The common wisdom is that dominant products eventually are replaced by a better competing product. Wordstar eventually gave way to WordPerfect and Microsoft Word. VisiCalc was replaced by Lotus 1-2-3 which itself was eventually replaced by Microsoft Excel. Nokia, RIM, and Microsoft based smartphones have been surpassed by iPhone and Android phones. There are, however, some apparent exceptions to the rule. Microsoft Word and Excel gained dominance in the mid-1990s and are still at the top of their categories. Apple’s iPod appeared in late 2001 and has only recently been challenged by Apple’s own touch screen devices (iPod touch and iPhone).
I once believed that Android and other mobile platforms would give Apple’s iPad a run for its money (literally). But, the only two serious tablet competitors to enter the market so far, Samsung’s Galaxy Tab and Motorola’s Xoom, have not appeared to threaten the iPad or, more importantly, the iPad 2 which was released this past weekend. So, HP’s release date and pricing for their webOS based TouchPad is quite interesting.

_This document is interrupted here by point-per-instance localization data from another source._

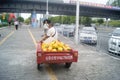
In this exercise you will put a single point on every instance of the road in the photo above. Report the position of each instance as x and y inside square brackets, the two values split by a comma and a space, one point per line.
[18, 60]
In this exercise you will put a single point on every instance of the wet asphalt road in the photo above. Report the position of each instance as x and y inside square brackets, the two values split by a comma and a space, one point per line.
[18, 60]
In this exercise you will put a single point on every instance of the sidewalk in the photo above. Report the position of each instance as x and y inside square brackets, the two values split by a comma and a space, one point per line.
[95, 65]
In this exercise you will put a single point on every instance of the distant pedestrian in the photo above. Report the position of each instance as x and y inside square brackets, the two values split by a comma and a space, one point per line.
[16, 24]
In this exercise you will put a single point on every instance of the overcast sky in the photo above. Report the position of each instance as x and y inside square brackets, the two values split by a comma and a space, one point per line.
[93, 1]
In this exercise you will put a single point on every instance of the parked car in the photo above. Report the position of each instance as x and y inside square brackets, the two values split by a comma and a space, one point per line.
[114, 41]
[88, 35]
[69, 30]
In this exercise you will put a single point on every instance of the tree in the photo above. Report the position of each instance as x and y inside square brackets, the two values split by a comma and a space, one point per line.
[21, 19]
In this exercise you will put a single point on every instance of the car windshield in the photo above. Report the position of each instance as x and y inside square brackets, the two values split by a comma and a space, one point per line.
[116, 32]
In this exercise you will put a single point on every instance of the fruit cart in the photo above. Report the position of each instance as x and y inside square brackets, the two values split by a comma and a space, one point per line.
[66, 57]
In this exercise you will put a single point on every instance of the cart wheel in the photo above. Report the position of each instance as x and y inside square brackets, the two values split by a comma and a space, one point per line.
[67, 65]
[38, 66]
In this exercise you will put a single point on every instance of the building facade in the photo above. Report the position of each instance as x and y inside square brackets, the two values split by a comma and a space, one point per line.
[114, 3]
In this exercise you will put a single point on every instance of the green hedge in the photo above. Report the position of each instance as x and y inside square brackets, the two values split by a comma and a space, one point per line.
[115, 23]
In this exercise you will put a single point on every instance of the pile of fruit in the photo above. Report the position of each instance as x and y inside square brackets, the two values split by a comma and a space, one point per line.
[55, 46]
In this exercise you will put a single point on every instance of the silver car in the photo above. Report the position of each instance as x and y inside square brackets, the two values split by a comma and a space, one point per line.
[88, 35]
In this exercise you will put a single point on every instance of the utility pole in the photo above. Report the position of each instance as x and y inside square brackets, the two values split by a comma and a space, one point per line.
[77, 21]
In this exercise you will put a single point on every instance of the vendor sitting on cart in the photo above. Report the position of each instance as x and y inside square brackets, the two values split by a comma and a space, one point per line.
[51, 34]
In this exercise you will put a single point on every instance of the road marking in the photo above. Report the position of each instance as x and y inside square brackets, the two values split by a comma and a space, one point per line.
[4, 39]
[49, 70]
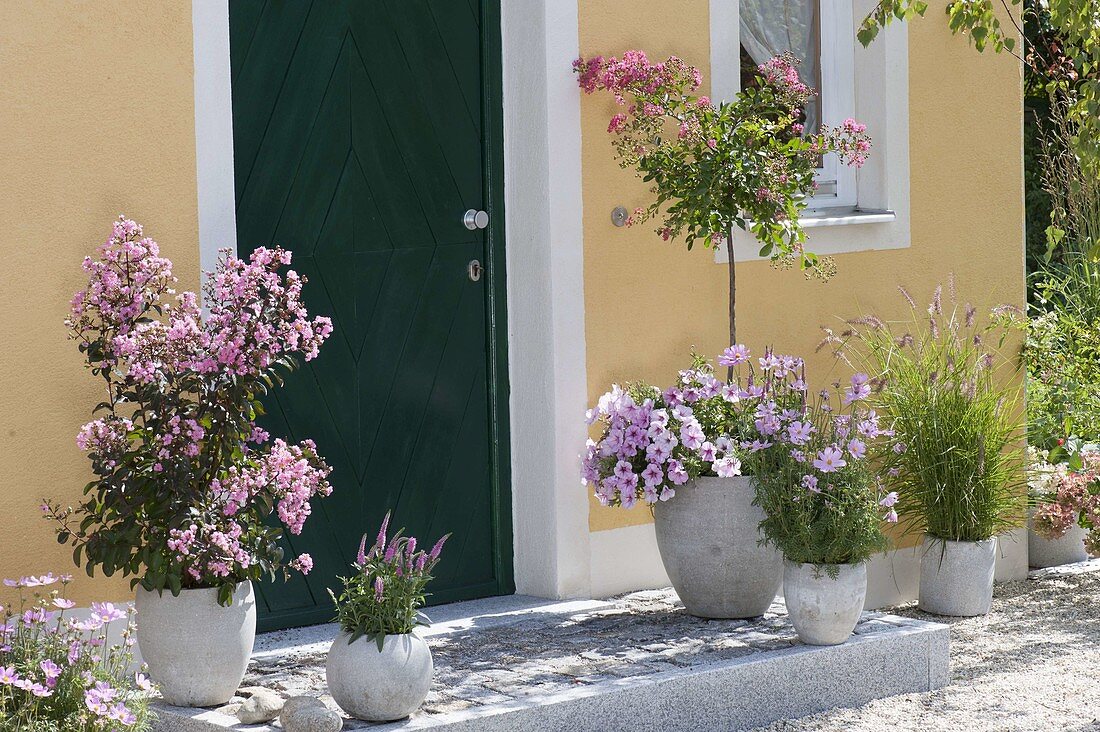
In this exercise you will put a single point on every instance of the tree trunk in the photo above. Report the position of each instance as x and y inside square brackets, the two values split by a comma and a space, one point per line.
[733, 297]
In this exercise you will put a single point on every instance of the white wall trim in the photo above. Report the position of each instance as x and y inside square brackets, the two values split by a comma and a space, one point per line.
[546, 296]
[626, 559]
[213, 130]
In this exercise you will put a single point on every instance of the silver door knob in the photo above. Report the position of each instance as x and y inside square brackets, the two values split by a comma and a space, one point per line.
[475, 219]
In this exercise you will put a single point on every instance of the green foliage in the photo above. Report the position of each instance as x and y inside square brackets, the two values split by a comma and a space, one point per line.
[956, 457]
[839, 522]
[1064, 59]
[81, 681]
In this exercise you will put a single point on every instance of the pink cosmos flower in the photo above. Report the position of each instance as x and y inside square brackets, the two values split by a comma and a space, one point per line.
[829, 460]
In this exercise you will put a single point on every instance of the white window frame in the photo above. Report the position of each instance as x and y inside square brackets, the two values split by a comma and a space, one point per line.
[838, 100]
[880, 89]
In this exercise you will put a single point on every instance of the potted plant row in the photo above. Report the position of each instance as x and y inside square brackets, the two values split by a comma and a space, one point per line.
[729, 468]
[946, 382]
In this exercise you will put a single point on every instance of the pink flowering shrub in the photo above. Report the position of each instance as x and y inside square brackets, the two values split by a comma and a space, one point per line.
[58, 674]
[185, 480]
[385, 593]
[747, 163]
[1070, 496]
[655, 440]
[820, 487]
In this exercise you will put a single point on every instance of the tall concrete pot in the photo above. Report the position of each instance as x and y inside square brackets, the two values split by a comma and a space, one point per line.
[957, 577]
[824, 610]
[196, 649]
[1054, 553]
[707, 535]
[380, 686]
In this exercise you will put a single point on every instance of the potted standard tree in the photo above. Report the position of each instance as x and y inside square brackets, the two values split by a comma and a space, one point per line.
[714, 167]
[680, 451]
[378, 668]
[185, 481]
[825, 505]
[955, 458]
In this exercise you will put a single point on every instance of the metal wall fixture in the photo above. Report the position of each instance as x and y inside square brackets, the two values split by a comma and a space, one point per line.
[619, 215]
[474, 219]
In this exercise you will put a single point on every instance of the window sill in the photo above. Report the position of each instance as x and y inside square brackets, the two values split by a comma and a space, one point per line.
[846, 217]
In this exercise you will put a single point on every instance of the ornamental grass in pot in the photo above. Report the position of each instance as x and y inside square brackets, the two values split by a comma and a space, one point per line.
[185, 482]
[1064, 525]
[956, 457]
[824, 509]
[378, 668]
[680, 451]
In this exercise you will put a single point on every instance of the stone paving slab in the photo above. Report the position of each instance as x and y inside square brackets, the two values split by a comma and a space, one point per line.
[618, 664]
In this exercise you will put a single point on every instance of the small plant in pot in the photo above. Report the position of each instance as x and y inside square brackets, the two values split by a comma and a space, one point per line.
[955, 459]
[680, 451]
[825, 506]
[1065, 519]
[378, 668]
[58, 674]
[185, 482]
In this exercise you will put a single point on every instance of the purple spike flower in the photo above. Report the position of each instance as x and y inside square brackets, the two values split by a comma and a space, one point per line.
[361, 557]
[439, 547]
[381, 542]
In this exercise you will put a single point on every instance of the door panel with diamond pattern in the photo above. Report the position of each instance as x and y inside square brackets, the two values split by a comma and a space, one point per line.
[362, 130]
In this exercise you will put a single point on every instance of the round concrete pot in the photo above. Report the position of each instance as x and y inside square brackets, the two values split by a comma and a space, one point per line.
[196, 649]
[707, 535]
[823, 610]
[380, 686]
[1054, 553]
[957, 577]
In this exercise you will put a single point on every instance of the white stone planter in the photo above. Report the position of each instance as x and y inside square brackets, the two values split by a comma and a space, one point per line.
[957, 577]
[823, 610]
[1054, 553]
[707, 535]
[380, 686]
[196, 649]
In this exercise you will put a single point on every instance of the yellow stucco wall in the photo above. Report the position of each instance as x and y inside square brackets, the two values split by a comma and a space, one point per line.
[649, 302]
[96, 119]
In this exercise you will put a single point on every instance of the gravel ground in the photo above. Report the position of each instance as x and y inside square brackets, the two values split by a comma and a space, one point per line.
[1033, 664]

HP’s June release date not only gives the iPad 2 to build up its already considerable head of steam, it also gives the Motorola Xoom (Android) lots of time to establish itself as the main iPad alternative. RIM’s PlayBook still looks like a niche player appealing mostly to BlackBerry users. The $499 pricing for the TouchPad’s 16GB WiFi-only model squares it off directly with Apple’s low-end iPad 2 offering in terms of both price and storage. HP needs to rethink its pricing strategy if it wants to take away some iPad 2 marketshare. It needs to drop its entry level model to $399 or, even better, $299 to make people ask themselves if they would like to save $200 to get a product with fewer apps and no siginificant peripheral ecosystem.